Monzonaut AMA - Suhail - Staff Engineer đź› 

We’re going to keep this AMA hype going and for our second in the series we’ve got @suhailpatel who is a staff engineer here at Monzo :tada:

I could try and explain what that involves but I’d do it a complete injustice so we’ve got a little bio from the man himself below:

I’m one of the Staff Engineers at Monzo. I work in the Platform Collective, focusing on our technical infrastructure powering the bank. This includes things like our Kubernetes platform, databases and data storage, and much more…

As a member of the Staff Engineering community, I help inform and guide on building secure, reliable and robust systems. We also work on building the shape and role of technology at Monzo.

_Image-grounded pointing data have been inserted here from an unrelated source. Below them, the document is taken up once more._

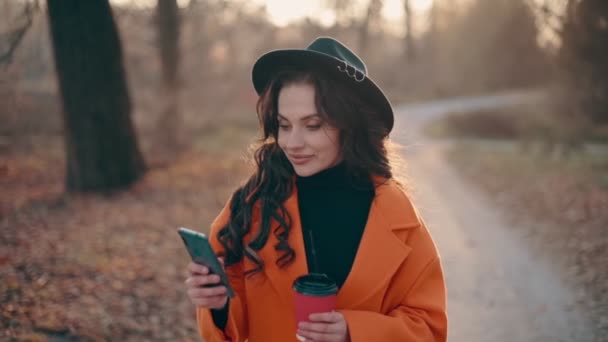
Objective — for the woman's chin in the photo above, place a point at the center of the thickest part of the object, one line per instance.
(305, 170)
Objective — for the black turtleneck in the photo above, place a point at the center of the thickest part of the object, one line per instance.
(334, 209)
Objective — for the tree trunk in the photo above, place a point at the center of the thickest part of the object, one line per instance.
(373, 12)
(409, 40)
(167, 15)
(101, 146)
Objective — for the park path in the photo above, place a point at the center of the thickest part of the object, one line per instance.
(497, 289)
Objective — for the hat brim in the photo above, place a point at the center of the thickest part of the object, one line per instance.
(270, 63)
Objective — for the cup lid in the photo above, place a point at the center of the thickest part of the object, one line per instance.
(315, 284)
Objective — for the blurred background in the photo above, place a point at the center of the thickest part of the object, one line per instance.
(121, 120)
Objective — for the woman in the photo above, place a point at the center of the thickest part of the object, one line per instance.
(323, 178)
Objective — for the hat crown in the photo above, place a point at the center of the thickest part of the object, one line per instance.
(337, 50)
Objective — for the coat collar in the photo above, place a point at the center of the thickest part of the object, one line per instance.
(381, 250)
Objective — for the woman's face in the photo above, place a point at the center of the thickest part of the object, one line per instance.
(310, 144)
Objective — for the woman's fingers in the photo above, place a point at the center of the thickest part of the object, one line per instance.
(194, 268)
(199, 292)
(197, 281)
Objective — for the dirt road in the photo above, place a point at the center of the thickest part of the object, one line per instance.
(497, 289)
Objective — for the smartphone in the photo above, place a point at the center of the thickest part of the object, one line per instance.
(201, 252)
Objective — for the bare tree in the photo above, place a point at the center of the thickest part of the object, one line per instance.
(409, 51)
(372, 15)
(168, 23)
(584, 55)
(101, 146)
(9, 41)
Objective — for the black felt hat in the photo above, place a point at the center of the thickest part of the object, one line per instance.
(329, 56)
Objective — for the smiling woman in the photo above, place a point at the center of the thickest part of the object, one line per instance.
(322, 205)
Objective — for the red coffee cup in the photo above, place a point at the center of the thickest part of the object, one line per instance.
(313, 293)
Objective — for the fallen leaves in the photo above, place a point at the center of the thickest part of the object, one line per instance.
(105, 267)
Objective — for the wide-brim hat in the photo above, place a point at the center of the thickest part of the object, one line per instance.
(327, 55)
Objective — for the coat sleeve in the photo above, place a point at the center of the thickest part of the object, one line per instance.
(420, 316)
(236, 327)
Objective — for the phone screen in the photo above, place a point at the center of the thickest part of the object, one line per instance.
(201, 252)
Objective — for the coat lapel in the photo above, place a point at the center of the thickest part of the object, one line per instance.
(379, 255)
(381, 251)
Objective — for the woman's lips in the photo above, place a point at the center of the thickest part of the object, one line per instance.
(300, 160)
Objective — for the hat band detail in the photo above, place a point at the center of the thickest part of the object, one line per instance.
(354, 74)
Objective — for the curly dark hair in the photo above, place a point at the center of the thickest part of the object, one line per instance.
(363, 141)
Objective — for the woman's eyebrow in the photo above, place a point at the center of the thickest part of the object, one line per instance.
(309, 116)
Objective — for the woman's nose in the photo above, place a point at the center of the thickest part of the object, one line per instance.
(295, 139)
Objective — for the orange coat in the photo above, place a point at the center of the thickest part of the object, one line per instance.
(394, 292)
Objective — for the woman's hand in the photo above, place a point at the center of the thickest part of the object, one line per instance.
(325, 327)
(207, 297)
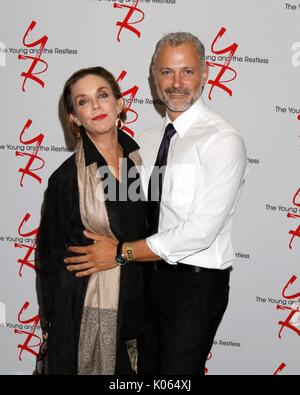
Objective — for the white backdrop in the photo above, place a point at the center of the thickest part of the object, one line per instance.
(253, 49)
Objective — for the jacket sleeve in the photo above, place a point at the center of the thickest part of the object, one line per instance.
(51, 243)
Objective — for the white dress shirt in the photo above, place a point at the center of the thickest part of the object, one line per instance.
(202, 183)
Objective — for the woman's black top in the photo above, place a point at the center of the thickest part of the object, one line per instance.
(61, 226)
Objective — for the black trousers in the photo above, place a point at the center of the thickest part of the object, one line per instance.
(184, 312)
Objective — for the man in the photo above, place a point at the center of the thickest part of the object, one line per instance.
(201, 164)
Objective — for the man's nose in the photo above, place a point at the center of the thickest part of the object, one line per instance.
(177, 80)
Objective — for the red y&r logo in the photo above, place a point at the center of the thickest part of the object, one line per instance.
(35, 60)
(289, 323)
(296, 232)
(27, 346)
(126, 24)
(32, 157)
(280, 369)
(230, 50)
(30, 248)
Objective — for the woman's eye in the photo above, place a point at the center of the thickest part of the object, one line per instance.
(103, 95)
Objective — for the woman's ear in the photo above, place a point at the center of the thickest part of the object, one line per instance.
(121, 105)
(73, 118)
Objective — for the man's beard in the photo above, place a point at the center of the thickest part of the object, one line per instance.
(183, 104)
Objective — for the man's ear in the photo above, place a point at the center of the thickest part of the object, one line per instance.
(73, 118)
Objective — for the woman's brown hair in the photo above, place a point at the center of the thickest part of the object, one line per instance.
(66, 96)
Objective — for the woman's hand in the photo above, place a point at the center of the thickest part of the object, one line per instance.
(94, 258)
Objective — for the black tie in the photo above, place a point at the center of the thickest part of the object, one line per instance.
(156, 181)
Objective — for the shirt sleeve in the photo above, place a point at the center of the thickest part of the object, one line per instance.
(223, 162)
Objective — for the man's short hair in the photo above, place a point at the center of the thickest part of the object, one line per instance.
(178, 38)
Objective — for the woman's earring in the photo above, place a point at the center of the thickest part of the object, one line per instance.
(119, 123)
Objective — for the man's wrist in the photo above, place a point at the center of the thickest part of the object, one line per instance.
(120, 258)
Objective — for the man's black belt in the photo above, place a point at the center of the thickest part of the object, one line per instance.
(180, 267)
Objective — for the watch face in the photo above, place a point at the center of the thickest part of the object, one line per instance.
(121, 261)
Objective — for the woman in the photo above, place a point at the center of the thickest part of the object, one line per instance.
(92, 319)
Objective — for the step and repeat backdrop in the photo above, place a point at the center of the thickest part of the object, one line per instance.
(253, 52)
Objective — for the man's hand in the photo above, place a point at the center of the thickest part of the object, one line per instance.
(95, 258)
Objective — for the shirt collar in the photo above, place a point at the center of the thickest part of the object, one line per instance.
(185, 120)
(92, 155)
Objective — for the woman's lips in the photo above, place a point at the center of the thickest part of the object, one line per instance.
(99, 117)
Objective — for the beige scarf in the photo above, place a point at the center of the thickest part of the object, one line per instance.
(98, 332)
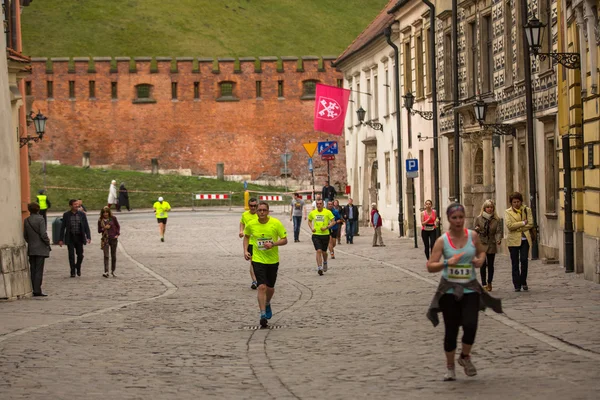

One of my first tasks was to make sure Monzo scaled well enough to have a successful crowdfunding. Thankfully, that went without a hitch and it’s been very fun helping scale Monzo’s Platform as our customer base has increased!

Before Monzo, I was working at Citymapper, building the backend to help folks get from A to B using Public Transport.

I know how you enjoy learning about the inner workings of Monzo so I feel Suhail will be able to answer those kinds of questions pretty well.

Let’s see what a staff engineer would prefer more: sneezing every time someone says hello to you or falling over every time someone says hello to you :eyes:

3 Likes

What’s been the biggest improvement you’ve helped work on here at Monzo?

Is there any aspect of working at Citymapper which you feel would be great to replicate at Monzo?

1 Like

I’m not a staff engineer, but it’s gotta be a sneeze, no?

I have questions!

What’s weirder, money or movement?

More generally, how much autonomy do you have as an individual and does the Collective (feels either communist or Borg) have? How do you interact with, say Product, on making things better for the customer?

If you could magic any feature into existence for either CityMapper or Monzo, what would it be?

Do you have a staff version of Monzo and how many special flags do you have turned on? :eyes:

3 Likes

I’m going to go out there and say the falling over. It’d make for a better story (although I hope it doesn’t translate to remote calls too) :smile:

I really like when things get a little bit faster (we have a fun internal channel called #graph-trending-downwards where we celebrate things getting more efficient). Many changes I make affect our core libraries and abstractions which means any improvements affect all our services.

Citymapper was a much smaller company so company wide sessions were much easier to coordinate. It was really fun getting folks across the organisation to rally together and build cool things like all the tech in a bus (turns out passenger counters can be quite tricky to get right).

Monzo has really great people who are all really busy building new features and capabilities and improvements which makes this a bit harder. I hope we can do it as a hack-week or similar as folks come back to an office setting. It’s a great way to meet new folks and make friends.

4 Likes

Both have their big complexities. One constant is both have many archaic systems built in the early days of tech and no capacity or appetite to change/improve them.

It makes me very glad for movements like open data for transit and open banking for financial institutions because now the data can’t be hidden away under lock and key. It’s forcing both industries to take tech capabilities seriously (it doesn’t need to be a cost center!)

Tons of autonomy as an individual. There’s no fixed day to day. My goal is to know the problems and potential problems before they become large problems. That means I do a lot of observing and understanding. I spend a lot of time speaking with engineers and product folks across the company to understand where our Platform works well and where we need improvements. I then work with others to prioritise and kick those into action.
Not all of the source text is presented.